Sunday, November 11, 2018

Looking Good

Status in society can be heady stuff. 
We like to be recognized, honored, favored above others and blessed more than others.
We like the status that our name, our position, our power and/or wealth can provide.
We like to look good to others and to be lifted up because we have high standing in society.
If that were not so, there would be fewer famous people, particularly famous folk who are famous
     just for being before us in "reality tv" programs and for what last name they hold, regardless of
     what they have achieved in life or contributed to society.

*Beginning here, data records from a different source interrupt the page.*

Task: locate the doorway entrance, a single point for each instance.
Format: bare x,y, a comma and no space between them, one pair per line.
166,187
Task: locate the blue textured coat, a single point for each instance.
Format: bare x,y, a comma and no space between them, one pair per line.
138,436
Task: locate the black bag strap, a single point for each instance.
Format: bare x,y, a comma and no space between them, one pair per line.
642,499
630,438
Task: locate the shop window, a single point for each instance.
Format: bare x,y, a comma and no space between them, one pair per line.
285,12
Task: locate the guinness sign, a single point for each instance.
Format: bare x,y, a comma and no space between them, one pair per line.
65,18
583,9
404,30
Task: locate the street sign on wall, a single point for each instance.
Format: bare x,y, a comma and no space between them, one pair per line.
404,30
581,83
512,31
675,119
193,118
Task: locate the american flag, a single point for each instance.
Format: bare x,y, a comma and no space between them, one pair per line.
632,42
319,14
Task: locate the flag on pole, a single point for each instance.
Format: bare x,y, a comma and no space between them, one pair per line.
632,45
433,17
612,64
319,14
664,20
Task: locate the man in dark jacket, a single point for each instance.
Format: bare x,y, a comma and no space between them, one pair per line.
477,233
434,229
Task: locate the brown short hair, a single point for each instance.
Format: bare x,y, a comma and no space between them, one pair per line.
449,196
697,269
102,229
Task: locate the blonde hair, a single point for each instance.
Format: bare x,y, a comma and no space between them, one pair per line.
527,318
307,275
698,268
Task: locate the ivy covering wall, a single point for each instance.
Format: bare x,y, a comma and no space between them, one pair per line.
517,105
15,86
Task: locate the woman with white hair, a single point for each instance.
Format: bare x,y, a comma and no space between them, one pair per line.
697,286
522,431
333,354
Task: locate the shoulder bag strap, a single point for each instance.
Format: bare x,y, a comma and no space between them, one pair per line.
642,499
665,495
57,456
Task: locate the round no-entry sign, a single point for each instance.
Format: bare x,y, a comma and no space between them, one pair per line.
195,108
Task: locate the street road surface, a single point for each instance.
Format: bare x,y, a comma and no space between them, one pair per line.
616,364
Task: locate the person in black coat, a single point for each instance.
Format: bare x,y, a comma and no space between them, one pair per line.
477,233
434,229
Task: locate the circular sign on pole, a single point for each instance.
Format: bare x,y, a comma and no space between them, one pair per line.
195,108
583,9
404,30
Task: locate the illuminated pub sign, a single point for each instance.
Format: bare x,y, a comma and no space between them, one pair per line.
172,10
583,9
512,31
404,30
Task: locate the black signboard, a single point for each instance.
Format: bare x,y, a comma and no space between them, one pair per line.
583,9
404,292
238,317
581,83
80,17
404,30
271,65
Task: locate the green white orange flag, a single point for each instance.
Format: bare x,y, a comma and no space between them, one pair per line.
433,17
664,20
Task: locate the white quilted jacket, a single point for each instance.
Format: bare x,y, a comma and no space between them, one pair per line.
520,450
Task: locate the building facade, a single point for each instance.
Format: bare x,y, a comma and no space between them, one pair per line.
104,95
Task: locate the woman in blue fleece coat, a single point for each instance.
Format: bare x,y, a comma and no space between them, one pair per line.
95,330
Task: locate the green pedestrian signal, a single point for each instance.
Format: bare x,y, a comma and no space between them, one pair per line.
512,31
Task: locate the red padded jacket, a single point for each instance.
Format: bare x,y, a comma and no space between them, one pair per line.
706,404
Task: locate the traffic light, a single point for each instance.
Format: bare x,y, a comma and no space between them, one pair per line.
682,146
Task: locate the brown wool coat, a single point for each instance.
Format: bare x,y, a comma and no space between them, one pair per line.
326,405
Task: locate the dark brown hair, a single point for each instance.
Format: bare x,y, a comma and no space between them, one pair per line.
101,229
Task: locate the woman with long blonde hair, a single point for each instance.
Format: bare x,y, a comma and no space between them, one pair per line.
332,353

The Scribes were the same.  The problem was that they were the religiously famous of their day.  They were the ones whose names were known because they held and exploited their positions of power over others in the religious community.  They liked their status.  They flaunted it in public by what they wore.  They demanded respect out in public and made an appearance in order to be publicly adored.  They had their reserved parking spots and restaurant tables and seats of honor in the assemblies and they always sat at the head table at dinners, with all the recognition that came with that.  They liked their status and made the most of it.


There are two problems with this.


1. Their position was meant to be one of service.  Their function was one of helping others with their faith.  They were to serve God by serving God's people in humility and with honor.  They and the status-driven society in which they lived turned it into a show of status.  Jesus, who said that He (Son of God), came not to be served but to serve (as Son of Man) (10:45), criticized them and exposed their unfaithfulness to God. 


2. They used their status to exploit others by abusing the power that came with it.  They lined their own pockets at the expense of the most vulnerable because their status allowed them to do so.  They did what they needed to do in order to appear to be pious, faithful, spiritual, godly and upright.  Their words and public actions were a good show.  But they took what little the poor and desperate had for their own gain, exploiting the status that was normative in the Roman Empire and adopting Empire values for their own personal profit at the expense of the most vulnerable. 


Jesus said that they will receive the greater condemnation in the Kingdom of God.  They have pretended to represent the Kingdom while representing and upholding empire values.  They have embodied everything that is wrong with empire, while claiming to be faithful to God and God's Kingdom.  It seems clear that they could not have done that without others expressing their adoption of empire values and valuing the status that they gave them in the society.  This unfaithfulness was a communal one, to be sure.  Folk would not be famous except that people have made them so.


Juxtapose this with the lowly, ignored, poor widow who gave her best and even last faithfully.  She offered her pittance without fanfare and was lifted up by Jesus as an example of faithfulness.  She had no sycophants adoring her every word or action.  Faithfulness is not about how much we have for ourselves or how much we give to keep up appearances or with the expectation of any kind of return.  It is about our humility in heart and generosity toward God and one another.  That is the way of Agape Love.  That is the way of Jesus.


Status is necessarily not a Kingdom of God value.  It is a construct within empire to promote the other empire values of power and wealth, and the getting more and flaunting more of both.  It runs contrary to the humble living of Agape Love that Jesus taught, commanded and modeled for us - in the witness of the Gospels.  In the Kingdom, even this part of it, what is valued is what we humbly and generously give for the sake of the other.  That is faithfulness to God and Neighbor.